We performed gene prioritization for the novel loci. For the locus tagged by rs193632759, we found a missense mutation in the MASP1 gene, which gives us relatively high confidence that this gene is functional for the association. For the locus tagged by rs425579441, there was only one annotated gene (SETBP1) within the 500-kb region (±500 kb away from the lead SNP), making this gene the only candidate for the locus. For the other loci, our confidence in the prioritized genes is not well supported due to the use of literature-based prioritization only. For six loci, our prioritization was based on cumulative evidence from the literature and on the physical proximity of the gene. In total, we have prioritized 13 genes for 8 novel loci. Additional studies are needed to find out what gene is truly functional in the loci with ambiguous prioritization.
We also replicated the novel loci in the Russian sheep population. Although the settings of the cohort were not optimal for replication and the sample size was not large enough to guarantee the optimum power, we replicated one of six novel loci (rs401990068) included in the replication study. Another locus near DOCK8/PGM5/DMRT1 was close to the threshold (p-value = 0.0014) but was not considered as replicated. Further replication studies are needed with larger sample sizes to confirm the association of the other novel loci.
It should be noted that for 3 loci out of the 12 discovered, we observed large blocks of linkage disequilibrium (between 22 Mb and 42 Mb on chromosome 6, between 24.5 Mb and 28 Mb on chromosome 11, and between 62 Mb and 7 Mb on chromosome 18). Those loci are highly associated with meat and carcass traits (the proportion of variance explained for the most associated univariate trait was approximately 3.42%, 1.42%, and 0.48% for loci on chromosomes 6, 11, and 18, respectively). It is most likely that these loci contain a haplotype or several haplotypes with a particularly strong effect and should consequently be considered as some of the most important loci for practical use and selection. A more detailed study of these regions would require a different methodology for fine mapping and/or sequencing of the regions. Moreover, we have shown that these loci together with the novel locus
FAM3C/WNT16 are parts of the same functional network (see
Figure 3). Given that the
LCORL gene is a known transcription factor and the strongest association signal for meat productivity traits, we may speculate that LCORL directly regulates the expression of genes in the other three loci, which most probably consist of receptors, enzymes, and ion channels.
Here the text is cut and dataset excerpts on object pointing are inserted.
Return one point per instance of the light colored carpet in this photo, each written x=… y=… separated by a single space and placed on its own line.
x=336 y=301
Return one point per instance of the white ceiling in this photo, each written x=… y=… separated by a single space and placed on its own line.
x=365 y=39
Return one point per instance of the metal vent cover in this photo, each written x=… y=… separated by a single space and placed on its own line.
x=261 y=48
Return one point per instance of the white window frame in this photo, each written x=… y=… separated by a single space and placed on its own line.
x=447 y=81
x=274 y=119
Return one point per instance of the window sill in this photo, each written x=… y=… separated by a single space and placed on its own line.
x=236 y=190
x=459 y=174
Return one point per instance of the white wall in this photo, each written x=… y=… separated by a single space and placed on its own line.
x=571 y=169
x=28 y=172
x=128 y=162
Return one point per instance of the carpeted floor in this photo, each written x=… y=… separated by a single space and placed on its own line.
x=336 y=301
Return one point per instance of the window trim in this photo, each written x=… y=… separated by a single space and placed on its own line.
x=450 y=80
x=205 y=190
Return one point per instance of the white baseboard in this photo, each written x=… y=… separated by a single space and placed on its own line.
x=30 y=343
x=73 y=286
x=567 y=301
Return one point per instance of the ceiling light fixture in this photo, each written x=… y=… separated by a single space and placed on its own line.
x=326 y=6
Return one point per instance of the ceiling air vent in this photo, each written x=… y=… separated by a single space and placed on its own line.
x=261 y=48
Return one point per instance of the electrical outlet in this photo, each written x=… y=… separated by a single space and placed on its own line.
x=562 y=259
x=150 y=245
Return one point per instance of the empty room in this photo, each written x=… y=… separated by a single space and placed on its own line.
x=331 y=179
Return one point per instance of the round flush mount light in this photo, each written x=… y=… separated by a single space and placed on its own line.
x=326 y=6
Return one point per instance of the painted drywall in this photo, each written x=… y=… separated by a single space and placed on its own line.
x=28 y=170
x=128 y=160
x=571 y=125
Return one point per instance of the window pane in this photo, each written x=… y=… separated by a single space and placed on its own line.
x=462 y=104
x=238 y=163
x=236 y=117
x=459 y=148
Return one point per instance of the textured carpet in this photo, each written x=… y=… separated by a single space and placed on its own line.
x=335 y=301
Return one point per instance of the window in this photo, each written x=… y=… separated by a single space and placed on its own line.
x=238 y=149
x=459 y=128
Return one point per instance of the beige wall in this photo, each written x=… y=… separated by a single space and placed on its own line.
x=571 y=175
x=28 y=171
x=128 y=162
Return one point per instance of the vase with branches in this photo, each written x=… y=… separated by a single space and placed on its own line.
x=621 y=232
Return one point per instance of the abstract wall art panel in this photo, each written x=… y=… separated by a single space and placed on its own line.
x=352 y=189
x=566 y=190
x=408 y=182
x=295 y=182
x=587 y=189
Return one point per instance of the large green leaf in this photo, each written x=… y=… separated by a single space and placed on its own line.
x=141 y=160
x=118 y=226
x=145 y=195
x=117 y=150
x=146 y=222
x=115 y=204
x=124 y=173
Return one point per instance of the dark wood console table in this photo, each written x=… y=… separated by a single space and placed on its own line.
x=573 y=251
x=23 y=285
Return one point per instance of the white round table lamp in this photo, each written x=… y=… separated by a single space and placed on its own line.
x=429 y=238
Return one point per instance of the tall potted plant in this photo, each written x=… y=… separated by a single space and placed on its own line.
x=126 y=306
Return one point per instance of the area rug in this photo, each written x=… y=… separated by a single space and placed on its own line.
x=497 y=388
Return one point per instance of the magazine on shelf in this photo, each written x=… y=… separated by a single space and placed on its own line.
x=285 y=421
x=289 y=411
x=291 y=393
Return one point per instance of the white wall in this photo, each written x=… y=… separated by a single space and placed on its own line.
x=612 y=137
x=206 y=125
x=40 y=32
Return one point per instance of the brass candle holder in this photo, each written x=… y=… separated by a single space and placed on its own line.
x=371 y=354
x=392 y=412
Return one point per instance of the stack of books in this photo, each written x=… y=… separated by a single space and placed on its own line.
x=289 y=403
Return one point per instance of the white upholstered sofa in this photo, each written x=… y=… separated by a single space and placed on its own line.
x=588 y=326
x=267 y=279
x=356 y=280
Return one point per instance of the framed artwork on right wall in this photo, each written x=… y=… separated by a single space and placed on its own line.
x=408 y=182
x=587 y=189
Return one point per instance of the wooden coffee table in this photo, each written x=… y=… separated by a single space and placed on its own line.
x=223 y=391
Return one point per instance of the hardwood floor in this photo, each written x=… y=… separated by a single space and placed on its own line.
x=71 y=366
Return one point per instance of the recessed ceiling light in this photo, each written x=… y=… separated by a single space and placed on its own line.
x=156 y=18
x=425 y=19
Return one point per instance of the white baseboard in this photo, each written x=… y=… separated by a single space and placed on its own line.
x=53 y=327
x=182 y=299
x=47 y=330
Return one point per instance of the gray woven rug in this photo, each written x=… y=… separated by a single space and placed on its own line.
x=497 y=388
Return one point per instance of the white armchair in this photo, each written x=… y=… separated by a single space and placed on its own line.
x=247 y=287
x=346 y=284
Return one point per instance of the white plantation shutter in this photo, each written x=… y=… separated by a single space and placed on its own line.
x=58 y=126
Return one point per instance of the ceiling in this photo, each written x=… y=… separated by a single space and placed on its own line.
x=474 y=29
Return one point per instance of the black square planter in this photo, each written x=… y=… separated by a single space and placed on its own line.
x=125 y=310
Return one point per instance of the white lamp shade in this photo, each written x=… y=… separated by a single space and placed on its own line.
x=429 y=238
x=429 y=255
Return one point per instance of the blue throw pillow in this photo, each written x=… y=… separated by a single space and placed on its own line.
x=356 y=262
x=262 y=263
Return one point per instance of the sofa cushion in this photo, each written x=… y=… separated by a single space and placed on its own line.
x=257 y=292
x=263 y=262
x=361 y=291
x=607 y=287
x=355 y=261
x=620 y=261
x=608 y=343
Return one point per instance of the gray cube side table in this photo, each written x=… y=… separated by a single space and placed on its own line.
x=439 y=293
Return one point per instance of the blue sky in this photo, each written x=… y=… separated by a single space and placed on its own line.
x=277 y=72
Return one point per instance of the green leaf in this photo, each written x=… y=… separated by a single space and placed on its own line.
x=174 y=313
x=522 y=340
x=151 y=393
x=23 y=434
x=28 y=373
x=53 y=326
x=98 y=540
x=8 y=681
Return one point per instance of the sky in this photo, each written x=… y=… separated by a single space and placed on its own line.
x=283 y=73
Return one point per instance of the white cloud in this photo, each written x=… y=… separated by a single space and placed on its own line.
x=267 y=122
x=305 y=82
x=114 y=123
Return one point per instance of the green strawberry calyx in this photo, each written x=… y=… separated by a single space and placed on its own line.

Finally, we have uploaded information about eight new loci into a recently developed database of QTLs and genes associated with growth and meat traits in sheep [
3]. In total, the database now contains more than 130 unique loci. This information can be useful for further association studies and preliminary estimation of genetic variability in different breeds.
5. Conclusions
Eight novel loci containing the MASP1, DOCK8/PGM5/DMRT1, POlR1B, LLPH, SHISAL1, FAM3C/WNT16, SYNPO/PDGFRB/CDX1, and SETBP1 genes are associated with mass, fat, and muscle composition traits in sheep. The loci with the FAM3C/WNT16, LCORL, SLC16A11, and GHR genes are parts of one functional network with shared regulation. Association of locus rs401990068 was replicated on an independent sample of Russian sheep populations.